With greenwashing under renewed focus following the introduction of the DMCC Act, the ASA has published an instructive ruling in relation to environmental claims with Shell UK escaping censorship following complaints from multiple campaign groups concerning its TV advertising.
The ruling is of particular interest to energy companies and other high-emission businesses, with the decision confirming there is scope for advertisers in these sectors to promote their ‘green’ initiatives in a manner which does not result in a breach of the UK’s Advertising Code.
The Ad
The advert featured an individual walking in Shell branded overalls through several scenes, including (among others) Shell engineers installing EV chargers on a street, followed by a family home bathroom; an offshore gas rig, followed by a kitchen; and a laboratory with a sign stating “Energy Transition Skills Hub” which featured miniature wind turbines and workers welding materials.
A voice-over made statements including “Helping supply more than 20% of the UK’s gas”, “investing in people and communities to build skills for the energy transition” and “Shell is helping power the UK; now and into the future”. The advert also included a qualification, superimposed in white text at the bottom of the frame stating:
“In 2023, 68% of Shell’s global investments included oil & gas, 23% included low-carbon energy solutions and 9% non-energy products. Shell’s target is to become a net zero emissions (NZE) energy business by 2050”.
The ASA’s Ruling
In response to multiple complaints by campaign groups including AdFree Cities and Carbon Tracker that the ad gave a misleading impression of Shell’s environmental impact, the ASA sided with Shell.
In its ruling, the ASA pointed to CAP guidance stating that ads by high-emission businesses referring to specific environmentally beneficial initiatives are more likely to mislead consumers unless they include ‘balancing information’ which contextualises the business’ overall emissions, and the significance of low carbon activities when viewed as a proportion of the total activities of such businesses.
The ASA considered that the advert did not “focus singularly on the environmentally beneficial initiatives in which Shell was involved, but included elements that drew out representative examples about both lower-carbon aspects […] and higher carbon aspects”.

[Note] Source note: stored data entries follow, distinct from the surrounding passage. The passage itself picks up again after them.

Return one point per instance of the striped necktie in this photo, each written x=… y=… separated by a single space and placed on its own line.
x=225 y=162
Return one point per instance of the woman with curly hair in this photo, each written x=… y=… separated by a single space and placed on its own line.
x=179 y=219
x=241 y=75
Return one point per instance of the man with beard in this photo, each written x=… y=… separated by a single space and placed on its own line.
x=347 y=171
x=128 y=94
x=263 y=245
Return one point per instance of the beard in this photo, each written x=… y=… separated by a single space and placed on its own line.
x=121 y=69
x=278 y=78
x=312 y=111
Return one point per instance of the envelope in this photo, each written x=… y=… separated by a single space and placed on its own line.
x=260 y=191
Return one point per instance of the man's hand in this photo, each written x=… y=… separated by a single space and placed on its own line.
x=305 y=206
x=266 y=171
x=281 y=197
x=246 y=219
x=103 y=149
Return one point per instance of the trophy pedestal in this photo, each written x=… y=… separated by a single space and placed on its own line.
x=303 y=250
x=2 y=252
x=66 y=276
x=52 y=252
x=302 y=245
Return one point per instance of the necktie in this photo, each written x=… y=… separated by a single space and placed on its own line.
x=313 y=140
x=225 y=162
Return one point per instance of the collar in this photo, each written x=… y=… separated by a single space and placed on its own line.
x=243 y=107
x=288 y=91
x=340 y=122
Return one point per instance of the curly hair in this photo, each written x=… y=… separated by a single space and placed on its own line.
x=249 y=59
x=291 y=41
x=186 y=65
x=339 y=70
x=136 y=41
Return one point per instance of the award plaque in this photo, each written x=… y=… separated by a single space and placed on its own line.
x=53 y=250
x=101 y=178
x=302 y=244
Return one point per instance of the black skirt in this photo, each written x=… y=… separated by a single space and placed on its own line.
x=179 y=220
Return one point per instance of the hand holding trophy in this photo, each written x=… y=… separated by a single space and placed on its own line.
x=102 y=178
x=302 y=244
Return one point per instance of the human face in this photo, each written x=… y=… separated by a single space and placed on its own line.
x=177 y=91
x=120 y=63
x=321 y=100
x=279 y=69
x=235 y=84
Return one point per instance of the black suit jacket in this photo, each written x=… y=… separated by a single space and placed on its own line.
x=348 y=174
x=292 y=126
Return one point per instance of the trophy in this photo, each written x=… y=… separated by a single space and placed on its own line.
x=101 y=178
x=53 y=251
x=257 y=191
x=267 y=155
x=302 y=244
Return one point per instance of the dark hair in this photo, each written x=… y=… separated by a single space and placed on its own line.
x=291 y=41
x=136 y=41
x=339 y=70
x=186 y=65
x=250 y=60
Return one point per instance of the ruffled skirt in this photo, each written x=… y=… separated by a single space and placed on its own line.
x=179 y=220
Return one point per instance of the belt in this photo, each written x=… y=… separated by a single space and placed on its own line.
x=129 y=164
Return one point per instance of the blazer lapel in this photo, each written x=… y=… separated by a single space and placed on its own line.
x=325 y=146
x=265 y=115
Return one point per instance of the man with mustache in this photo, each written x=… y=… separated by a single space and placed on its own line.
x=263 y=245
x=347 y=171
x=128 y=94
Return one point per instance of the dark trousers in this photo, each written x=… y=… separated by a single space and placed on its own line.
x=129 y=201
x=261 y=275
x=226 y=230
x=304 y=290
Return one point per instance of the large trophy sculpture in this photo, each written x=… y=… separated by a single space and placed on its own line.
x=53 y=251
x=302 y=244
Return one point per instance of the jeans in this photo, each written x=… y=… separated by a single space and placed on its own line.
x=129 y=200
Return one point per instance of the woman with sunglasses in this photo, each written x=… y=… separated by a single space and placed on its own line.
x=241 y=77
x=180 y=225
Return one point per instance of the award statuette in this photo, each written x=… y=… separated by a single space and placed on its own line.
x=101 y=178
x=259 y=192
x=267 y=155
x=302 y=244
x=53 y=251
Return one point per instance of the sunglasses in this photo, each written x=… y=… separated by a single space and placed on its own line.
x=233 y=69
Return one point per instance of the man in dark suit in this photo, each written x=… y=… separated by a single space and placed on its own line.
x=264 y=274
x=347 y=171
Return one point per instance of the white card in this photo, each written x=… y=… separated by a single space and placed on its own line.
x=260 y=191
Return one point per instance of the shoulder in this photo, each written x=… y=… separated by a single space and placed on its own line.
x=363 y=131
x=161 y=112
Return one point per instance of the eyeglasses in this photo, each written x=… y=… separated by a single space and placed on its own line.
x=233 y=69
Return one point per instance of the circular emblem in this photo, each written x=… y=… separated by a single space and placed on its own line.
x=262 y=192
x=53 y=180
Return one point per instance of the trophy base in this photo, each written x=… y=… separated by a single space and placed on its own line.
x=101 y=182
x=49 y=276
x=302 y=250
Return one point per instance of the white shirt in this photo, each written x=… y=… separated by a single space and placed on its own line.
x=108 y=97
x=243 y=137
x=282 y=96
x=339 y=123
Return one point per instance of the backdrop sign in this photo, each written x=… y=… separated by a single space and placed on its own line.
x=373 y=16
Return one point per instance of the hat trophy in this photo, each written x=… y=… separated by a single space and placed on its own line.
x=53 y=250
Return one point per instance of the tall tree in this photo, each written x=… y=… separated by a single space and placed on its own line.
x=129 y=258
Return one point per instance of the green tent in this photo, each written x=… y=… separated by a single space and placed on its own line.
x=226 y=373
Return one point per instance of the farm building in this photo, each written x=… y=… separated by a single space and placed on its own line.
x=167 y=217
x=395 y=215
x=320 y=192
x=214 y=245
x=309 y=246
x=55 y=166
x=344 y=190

In doing so, the ASA looked favourably on the depiction of scenes of gas extraction by the offshore rig and use of that gas in a home, determining that the ad provided context to Shell’s claims and that viewers would likely understand that Shell is involved in both lower and higher-carbon activities.
Additionally, the qualifying information provided by Shell in the voice-over and super-imposed text was deemed to show the degree to which Shell’s investments concern oil and gas, with the ASA concluding that the ad as a whole did not give a misleading impression of Shell’s environmental impact.
Comment
This is a notable ruling since it is the first instance of the ASA determining that an oil and gas company has provided sufficient balancing information concerning their high carbon activities to contextualise promotional claims regarding their greener investments.
The ruling is likely to help inform the advertising practices of many businesses in carbon-intensive sectors, with the confirmation that green claims can be made in a compliant manner provided they are adequately contextualised.
This is of particular importance given environmental claims are likely to be a central target of the CMA’s new and enhanced enforcement powers following the introduction of the DMCC.